This invention relates to novel compositions of matter, hereinafter called targeted multifunctional proteins, useful, for example, in specific binding assays, affinity purification, biocatalysis, drug targeting, imaging, immunological treatment of various oncogenic and infectious diseases, and in other contexts. More specifically, this invention relates to biosynthetic proteins expressed from recombinant DNA as a single polypeptide chain comprising plural regions, one of which has a structure similar to an antibody binding site, and an affinity for a preselected antigenic determinant, and another of which has a separate function, and may be biologically active, designed to binds to ions, or designed to facilitate immobilization of the protein. This invention also relates to the binding proteins per se, and methods for their construction.
There are five classes of human antibodies. Each has the same basic structure (see FIG. 1), or multiple thereof, consisting of two identical polypeptides called heavy (H) chains (molecularly weight approximately 50,000 d) and two identical light (L) chains (molecular weight approximately 25,000 d). Each of the five antibody classes has a similar set of light chains and a distinct set of heavy chains. A light chain is composed of one variable and one constant domain, while a heavy chain is composed of one variable and three or more constant domains. The combined variable domains of a paired light and heavy chain are known as the Fv region, or simply "Fv". The Fv determines the specificity of the immunoglobulin, the constant regions have other functions.
Amino acid sequence data indicate that each variable domain comprises three hypervariable regions or loops, sometimes called complementarity determining regions or "CDRs" flanked by four relatively conserved framework regions or "FRs" (Kabat et. al., Sequences of Proteins of Immunological Interest [U.S. Department of Health and Human Services, third edition, 1983, fourth edition, 1987]). The hypervariable regions have been assumed to be responsible for the binding specificity of individual antibodies and to account for the diversity of binding of antibodies as a protein class.
Monoclonal antibodies have been used both as diagnostic and therapeutic agents. They are routinely produced according to established procedures by hybridomas generated by fusion of mouse lymphoid cells with an appropriate mouse myeloma cell line.
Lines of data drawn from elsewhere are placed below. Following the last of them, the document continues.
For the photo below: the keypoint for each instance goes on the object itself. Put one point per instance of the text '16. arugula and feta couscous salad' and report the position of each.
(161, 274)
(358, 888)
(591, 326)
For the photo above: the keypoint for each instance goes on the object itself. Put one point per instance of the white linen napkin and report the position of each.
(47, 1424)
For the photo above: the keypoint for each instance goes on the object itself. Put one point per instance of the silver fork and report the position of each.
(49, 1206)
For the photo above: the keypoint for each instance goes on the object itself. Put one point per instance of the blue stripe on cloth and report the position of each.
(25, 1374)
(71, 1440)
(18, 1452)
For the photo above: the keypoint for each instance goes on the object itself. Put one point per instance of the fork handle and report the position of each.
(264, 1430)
The literature contains a host of references to the concept of targeting bioactive substances such as drugs, toxins, and enzymes to specific points in the body to destroy or locate malignant cells or to induce a localized drug or enzymatic effect. It has been proposed to achieve this effect by conjugating the bioactive substance to monoclonal antibodies (see, e.g., Vogel, Immunoconjugates, Antibody Conjugates in Radioimaging and Therapy of Cancer, 1987, N.Y., Oxford University Press; and Ghose et al. (1978) J. Natl. Cancer Inst. 61:657-676, ). However, non-human antibodies induce an immune response when injected into humans. Human monoclonal antibodies may alleviate this problem, but they are difficult to produce by cell fusion techniques since, among other problems, human hybridomas are notably unstable, and removal of immunized spleen cells from humans is not feasible.
Chimeric antibodies composed of human and non-human amino acid sequences potentially have improved therapeutic value as they presumably would elicit less circulating human antibody against the non-human immunoglobulin sequences. Accordingly, hybrid antibody molecules have been proposed which consist of amino acid sequences from different mammalian sources. The chimeric antibodies designed thus far comprise variable regions from one mammalian source, and constant regions from human or another mammalian source (Morrison et al. (1984) Proc. Natl. Acad. Sci. U.S.A., 81:5851-6855; Neuberger et al. (1984) Nature 312:604-608; Sahagan et al. (1986) J. Immunol. 137:1066-1074; EPO application Nos. 84302368.0, Genentech; 85102665.8, Research Development Corporation of Japan; 85305604.2, Stanford; P.C.T. application no. PCT/GB85/00392, Celltech Limited).
It has been reported that binding function is localized to the variable domains of the antibody molecule located at the amino terminal end of both the heavy and light chains. The variable regions remain noncovalently associated (as V.sub.H V.sub.L dimers, termed Fv regions) even after proteolytic cleavage from the native antibody molecule, and retain much of their antigen recognition and binding capabilities (see, for example, Inbar et al., Proc. Natl. Acad. Sci. U.S.A. (1972) 69:2659-2662; Hochman et. al. (1973) Biochem. 12:1130-1135; and (1976) Biochem. 15:2706-2710; Sharon and Givol (1976) Biochem. 15:1591-1594; Rosenblatt and Haber (1978) Biochem. 17:3877-3882; Ehrlich et al. (1980) Biochem. 19:4091-40996). Methods of manufacturing two-chain Fv substantially free of constant region using recombinant DNA techniques are disclosed in U.S. Pat. No. 4,642,334 and corresponding published specification EP 088,994.